The Extraordinary Tools of Bankruptcy: Getting Out of Your Vehicle Lease through Chapter 13
Chapter 7 gets you out of a vehicle lease quite cleanly. But if you have to file a Chapter 13 case for other reasons that can work, too.
The last blog post was about how a Chapter 7 “straight bankruptcy” enables you to escape a financially hurtful car or truck lease by discharging (permanently writing off) whatever liability would arise from surrendering that car or truck. Whether you end a vehicle lease early or at the end of its term, you could owe thousands of dollars. So if you decide that you don’t want to hang onto your leased vehicle, and have sufficient reason to file bankruptcy, Chapter 7 would probably be the cleanest way to go.
But you may need to file a Chapter 13 “adjustment of debts” case for a reason or reasons unrelated to the vehicle lease—to save your home, pay child or spousal support arrearage, pay income taxes, do a “cramdown” on a separate vehicle loan, or other good reasons. If so, you can surrender your leased vehicle and discharge the debt through Chapter 13 as well. Discharging that debt is not as straightforward as under Chapter 7, but would usually work with this same crucial result: you would owe nothing at all on the vehicle once your bankruptcy case is finished.
Debts from Surrender of Your Leased Vehicle
You could owe a variety of kinds of debts after surrendering a leased vehicle. If you surrendered it before the end of the lease, you could be liable for early termination penalties and/or all the contractual lease payments you did not pay through the end of the lease term. If you surrendered the vehicle at the end of the lease, you could be liable for high mileage, excessive wear and tear, or a difference between the vehicle’s anticipated value at the end of the contract and the actual “realized value.” Either way the amount you would owe could be many thousands of dollars.
Rejecting Your Vehicle Lease in Chapter 13
Under Chapter 13 you have the options of either rejecting the lease and returning the car, or continuing with the lease. We’ll discuss how to continue with your lease in the next blog post. For today let’s assume that you no longer need or want to keep and pay for the vehicle.
If you reject the lease, you return the vehicle to the creditor and you no longer need to pay the monthly lease payments. If you are behind on those payments, you don’t have to catch up.
However, your creditor can file an unsecured claim with the bankruptcy court to try to get paid a portion of whatever you would owe for surrendering the vehicle—the kinds of potential debts mentioned above. These debts would be added to your other “general unsecured” debts.
“General Unsecured” Debts in Chapter 13
Under Chapter 13, your debts are divided into several categories, one of which is the “general unsecured” category. General unsecured debts are those debts that are not secured by any of your property or possessions (as is a mortgage, for example), and are also not designated as a “priority” debt (as are certain income tax debts).
Often you must pay the entire amount you owe on your secured and priority debts, but that’s seldom the case with “general unsecured” debts. How much you must pay on these kinds of debt—including on the debts related to your surrendered leased vehicle—depends on a lot of factors.
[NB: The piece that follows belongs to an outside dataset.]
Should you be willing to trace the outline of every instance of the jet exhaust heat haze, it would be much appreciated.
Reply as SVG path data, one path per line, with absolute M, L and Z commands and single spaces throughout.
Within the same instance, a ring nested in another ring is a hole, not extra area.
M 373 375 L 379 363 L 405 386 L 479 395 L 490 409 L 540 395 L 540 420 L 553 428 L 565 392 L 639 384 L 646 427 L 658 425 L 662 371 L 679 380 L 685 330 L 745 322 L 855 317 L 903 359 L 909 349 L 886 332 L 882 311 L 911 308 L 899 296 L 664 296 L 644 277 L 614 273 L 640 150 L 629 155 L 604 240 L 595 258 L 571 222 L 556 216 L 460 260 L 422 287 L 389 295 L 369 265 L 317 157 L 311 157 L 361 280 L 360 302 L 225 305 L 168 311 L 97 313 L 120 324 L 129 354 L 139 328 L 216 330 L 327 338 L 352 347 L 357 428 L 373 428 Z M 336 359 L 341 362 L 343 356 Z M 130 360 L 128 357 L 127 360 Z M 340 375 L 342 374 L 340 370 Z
Instead of explaining how all these factors come together, be aware that in many—and perhaps most—Chapter 13 cases, what you owe from surrendering your leased vehicle has NO EFFECT on how much you must pay out in your Chapter 13 case. In other words, adding what you owe on the lease to your other “general unsecured” debts does not change the total amount that you pay to your “general unsecured” debts as a pool.
How could that be?
First, in some jurisdictions, you are allowed to pay 0% of your “general unsecured” debts, if all of your “disposable income” during your 3-to-5-year Chapter 13 case goes to secured and priority creditors instead. 0% of the “general unsecured” debts means 0% of those debts get paid, no matter how much of that debt there is.
Second, in many circumstances you would pay to the pool of your “general unsecured” creditors a certain amount of money, so that adding more debt to that pool—the debt related to the surrendered leased vehicle—simply shifts around the money you pay on debts within that pool without changing the total amount paid.
In a Chapter 13 case you don’t just quickly discharge the “general unsecured” debt arising from your surrendered vehicle lease as in a Chapter 7 case. You would likely have to pay part of that debt, at the same percentage as your other “general unsecured” debts. But in many situations that would not cost you any more than if you had no debt from the vehicle lease. Find out from your bankruptcy attorney how much, if at all, you would be paying from the surrender of your leased vehicle.